1. The method for detecting the significance of the traffic sign in the natural scene based on the task driving is characterized by comprising the following steps of:

s4, predicting a traffic sign significance feature map finally obtained according to the total global features extracted in the step S2 and the total local features obtained in the step S3;

s5, adjusting parameters of the convolutional neural network, repeating the steps S2-S4 until the traffic sign saliency feature map obtained through prediction is consistent with the marked traffic sign, and storing a training model;

s6, inputting an image to be predicted, and repeating the steps S2-S4 to obtain a traffic sign significance characteristic diagram;

in the step S2, the convolutional neural network includes five convolutional blocks CONV1-CONV5 and a GLOBAL convolutional block, wherein the five convolutional blocks CONV1-CONV5 and the GLOBAL convolutional block are sequentially connected, the convolutional blocks CONV1-CONV2 respectively include two-layer convolutional operations with the convolutional kernel size of 3*3, the convolutional blocks CONV3-CONV5 respectively include three-layer convolutional operations with the convolutional kernel size of 3*3, the outputs of the convolutional blocks CONV1, CONV2, CONV3, CONV4 and CONV5 are sequentially connected with an expansion convolutional network, and the GLOBAL convolutional block GLOBAL includes three-layer convolutional operations with the convolutional kernel sizes of 5x5, 5x5 and 3x3;

in the step S2, a Gaussian pyramid algorithm is adopted to extract contrast characteristics;

in the step S4, the specific method for predicting the finally obtained traffic sign significance feature map is as follows: and (3) respectively convolving the total global features obtained in the step (S2) and the total local features obtained in the step (S3) with convolution kernels of 1x1 to obtain local scores and global scores, and finally performing saliency prediction on each pixel through a Softmax function to obtain a final traffic sign saliency feature map.

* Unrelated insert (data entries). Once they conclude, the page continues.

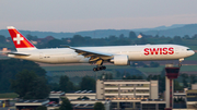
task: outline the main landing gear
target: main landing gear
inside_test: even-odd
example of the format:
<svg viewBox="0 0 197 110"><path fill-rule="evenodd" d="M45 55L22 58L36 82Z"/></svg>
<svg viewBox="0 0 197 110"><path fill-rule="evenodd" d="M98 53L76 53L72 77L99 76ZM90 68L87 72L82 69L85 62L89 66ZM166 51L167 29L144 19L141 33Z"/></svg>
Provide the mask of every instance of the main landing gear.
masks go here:
<svg viewBox="0 0 197 110"><path fill-rule="evenodd" d="M101 71L101 70L105 70L106 66L97 66L97 68L93 68L93 71L96 72L96 71Z"/></svg>
<svg viewBox="0 0 197 110"><path fill-rule="evenodd" d="M106 69L106 66L103 66L103 60L102 60L102 59L101 59L101 60L97 60L97 61L96 61L96 64L97 64L97 66L96 66L96 68L93 68L93 71L94 71L94 72Z"/></svg>

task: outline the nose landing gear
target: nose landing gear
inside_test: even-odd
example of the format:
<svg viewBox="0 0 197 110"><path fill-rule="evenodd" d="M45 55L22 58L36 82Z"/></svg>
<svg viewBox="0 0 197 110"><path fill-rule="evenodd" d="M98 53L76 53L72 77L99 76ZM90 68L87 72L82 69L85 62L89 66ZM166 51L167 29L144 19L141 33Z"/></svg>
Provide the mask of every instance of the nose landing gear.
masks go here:
<svg viewBox="0 0 197 110"><path fill-rule="evenodd" d="M96 71L101 71L101 70L105 70L106 66L97 66L97 68L93 68L93 71L96 72Z"/></svg>
<svg viewBox="0 0 197 110"><path fill-rule="evenodd" d="M97 64L97 66L96 66L96 68L93 68L93 71L94 71L94 72L106 69L106 66L103 66L103 60L97 60L97 61L96 61L96 64Z"/></svg>

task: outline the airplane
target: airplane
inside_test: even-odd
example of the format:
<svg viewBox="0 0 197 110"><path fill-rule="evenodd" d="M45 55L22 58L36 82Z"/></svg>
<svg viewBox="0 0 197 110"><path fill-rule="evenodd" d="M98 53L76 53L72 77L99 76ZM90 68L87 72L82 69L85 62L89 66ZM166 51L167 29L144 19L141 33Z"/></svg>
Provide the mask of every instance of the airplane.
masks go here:
<svg viewBox="0 0 197 110"><path fill-rule="evenodd" d="M195 52L179 45L139 45L139 46L103 46L103 47L70 47L54 49L37 49L13 26L8 30L16 48L15 52L8 52L8 57L31 60L43 63L95 63L93 71L105 70L104 62L114 65L129 65L130 61L178 60Z"/></svg>

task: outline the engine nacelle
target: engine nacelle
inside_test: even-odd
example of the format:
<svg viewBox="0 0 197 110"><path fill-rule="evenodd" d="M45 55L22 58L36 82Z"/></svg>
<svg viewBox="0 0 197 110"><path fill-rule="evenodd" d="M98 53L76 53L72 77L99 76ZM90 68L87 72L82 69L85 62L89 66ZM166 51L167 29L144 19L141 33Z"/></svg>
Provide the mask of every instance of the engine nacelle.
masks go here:
<svg viewBox="0 0 197 110"><path fill-rule="evenodd" d="M126 54L114 56L111 62L113 62L114 65L129 65L128 56Z"/></svg>

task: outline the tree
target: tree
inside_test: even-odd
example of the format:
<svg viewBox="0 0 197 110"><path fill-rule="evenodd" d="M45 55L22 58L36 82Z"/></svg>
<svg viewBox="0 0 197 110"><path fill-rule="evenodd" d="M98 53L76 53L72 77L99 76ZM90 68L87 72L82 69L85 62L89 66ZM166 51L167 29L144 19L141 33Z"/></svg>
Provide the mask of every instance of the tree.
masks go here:
<svg viewBox="0 0 197 110"><path fill-rule="evenodd" d="M129 38L131 38L131 39L137 38L136 33L130 30L129 32Z"/></svg>
<svg viewBox="0 0 197 110"><path fill-rule="evenodd" d="M27 70L16 74L16 78L11 81L11 89L24 99L44 99L49 94L46 80Z"/></svg>
<svg viewBox="0 0 197 110"><path fill-rule="evenodd" d="M81 89L95 90L95 80L84 76L80 83Z"/></svg>
<svg viewBox="0 0 197 110"><path fill-rule="evenodd" d="M158 66L160 66L160 63L153 61L150 62L150 68L158 68Z"/></svg>
<svg viewBox="0 0 197 110"><path fill-rule="evenodd" d="M182 90L182 89L183 87L179 85L179 83L176 80L174 80L174 90Z"/></svg>
<svg viewBox="0 0 197 110"><path fill-rule="evenodd" d="M70 101L67 98L62 98L61 100L62 100L62 102L61 102L59 110L72 110L72 105L70 103Z"/></svg>
<svg viewBox="0 0 197 110"><path fill-rule="evenodd" d="M190 76L189 76L189 78L190 78L190 84L195 84L197 81L196 81L196 75L194 75L194 74L192 74Z"/></svg>
<svg viewBox="0 0 197 110"><path fill-rule="evenodd" d="M105 107L102 102L95 102L94 110L105 110Z"/></svg>
<svg viewBox="0 0 197 110"><path fill-rule="evenodd" d="M36 108L36 110L47 110L47 107L45 107L45 106L39 106L39 107Z"/></svg>
<svg viewBox="0 0 197 110"><path fill-rule="evenodd" d="M74 86L72 82L69 81L69 77L67 75L60 76L59 89L66 93L74 90Z"/></svg>

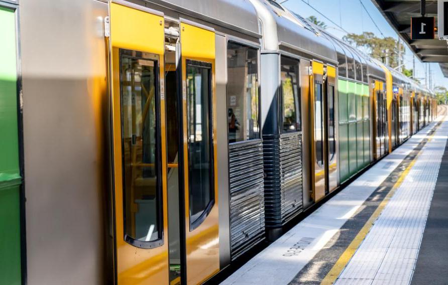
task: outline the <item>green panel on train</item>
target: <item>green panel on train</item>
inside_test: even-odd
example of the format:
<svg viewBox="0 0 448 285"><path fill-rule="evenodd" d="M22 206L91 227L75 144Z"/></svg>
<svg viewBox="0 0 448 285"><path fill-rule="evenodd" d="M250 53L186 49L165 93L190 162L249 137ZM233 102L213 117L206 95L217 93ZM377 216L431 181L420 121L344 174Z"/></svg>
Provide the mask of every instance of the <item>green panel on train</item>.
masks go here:
<svg viewBox="0 0 448 285"><path fill-rule="evenodd" d="M338 81L339 105L339 158L341 182L350 176L349 172L349 120L347 88L348 82L339 79Z"/></svg>
<svg viewBox="0 0 448 285"><path fill-rule="evenodd" d="M22 282L16 16L0 8L0 284Z"/></svg>
<svg viewBox="0 0 448 285"><path fill-rule="evenodd" d="M350 176L358 171L356 148L356 83L348 83L349 101L349 171Z"/></svg>

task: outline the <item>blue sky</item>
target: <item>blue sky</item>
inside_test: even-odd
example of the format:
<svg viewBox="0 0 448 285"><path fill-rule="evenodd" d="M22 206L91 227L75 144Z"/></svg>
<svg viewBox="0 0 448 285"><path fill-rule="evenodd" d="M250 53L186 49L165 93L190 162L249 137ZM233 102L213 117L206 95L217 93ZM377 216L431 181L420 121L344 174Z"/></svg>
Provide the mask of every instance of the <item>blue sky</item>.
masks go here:
<svg viewBox="0 0 448 285"><path fill-rule="evenodd" d="M277 0L282 3L284 0ZM375 21L373 21L364 10L360 1ZM339 38L342 38L346 34L337 25L331 23L323 16L319 15L307 4L315 8L349 33L362 34L363 32L371 32L379 37L392 37L398 38L398 34L389 25L378 9L370 0L287 0L283 5L298 14L307 18L311 15L315 16L319 21L324 22L328 26L327 31ZM409 19L410 22L411 19ZM404 43L402 41L402 43ZM406 50L404 57L405 66L406 68L412 68L412 52L405 44ZM425 68L427 64L420 61L415 57L416 75L417 78L422 78L421 82L425 83ZM432 74L432 86L442 86L448 88L448 78L442 74L438 64L431 63L431 71ZM429 84L429 79L428 80Z"/></svg>

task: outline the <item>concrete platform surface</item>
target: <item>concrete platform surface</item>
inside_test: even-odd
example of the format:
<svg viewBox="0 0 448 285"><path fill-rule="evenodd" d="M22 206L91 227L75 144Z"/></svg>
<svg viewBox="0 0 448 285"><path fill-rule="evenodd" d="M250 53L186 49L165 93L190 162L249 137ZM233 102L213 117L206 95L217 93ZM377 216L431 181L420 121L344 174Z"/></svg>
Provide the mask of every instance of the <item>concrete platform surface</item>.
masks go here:
<svg viewBox="0 0 448 285"><path fill-rule="evenodd" d="M444 119L413 136L221 284L409 284L416 264L413 283L435 283L417 281L427 269L417 256L421 244L436 250L425 245L425 231L448 244L446 232L442 240L437 228L425 230L436 183L445 188L448 183L437 179L448 134ZM440 195L448 202L448 194ZM438 214L441 208L445 214ZM448 203L439 208L429 212L428 223L448 231L440 223ZM440 262L446 268L448 259Z"/></svg>

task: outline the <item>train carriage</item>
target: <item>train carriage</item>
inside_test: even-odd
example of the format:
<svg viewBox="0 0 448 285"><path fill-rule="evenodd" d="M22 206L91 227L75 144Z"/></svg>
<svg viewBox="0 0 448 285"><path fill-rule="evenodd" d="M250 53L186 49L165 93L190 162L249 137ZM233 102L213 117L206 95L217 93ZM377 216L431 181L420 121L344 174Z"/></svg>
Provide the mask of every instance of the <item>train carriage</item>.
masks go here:
<svg viewBox="0 0 448 285"><path fill-rule="evenodd" d="M436 115L273 0L0 7L2 283L203 282Z"/></svg>

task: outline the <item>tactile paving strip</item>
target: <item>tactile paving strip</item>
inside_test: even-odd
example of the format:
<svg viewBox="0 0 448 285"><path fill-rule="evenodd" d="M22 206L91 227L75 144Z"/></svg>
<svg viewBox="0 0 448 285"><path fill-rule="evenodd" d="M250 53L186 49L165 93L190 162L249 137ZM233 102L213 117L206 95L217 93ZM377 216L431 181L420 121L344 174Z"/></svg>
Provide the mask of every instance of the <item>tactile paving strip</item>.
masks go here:
<svg viewBox="0 0 448 285"><path fill-rule="evenodd" d="M447 133L448 121L445 121L423 147L335 284L410 283Z"/></svg>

2. The method for detecting the significance of the traffic sign in the natural scene based on the task driving according to claim 1, wherein in the step S2, the dilation convolution network comprises four-layer dilation convolution operations with dilation rates of 1, 3, 5 and 7, respectively.

3. The method for detecting the saliency of a traffic sign in a natural scene based on task driving according to claim 1, wherein in the step S1, the resolution of the images output by the convolution blocks CONV1-CONV5 is unified to 256×256, and the resolution of the images output by the convolution blocks CONV1-CONV5 is 256×256, 128×128, 64×64, 32×32 and 16×16, respectively.

4. The method for detecting the significance of the traffic sign in the natural scene based on the task driving according to claim 1, wherein in the step S3, when the feature maps under different resolutions are fused in a concat fusion manner, the convolution kernel size is 1x1.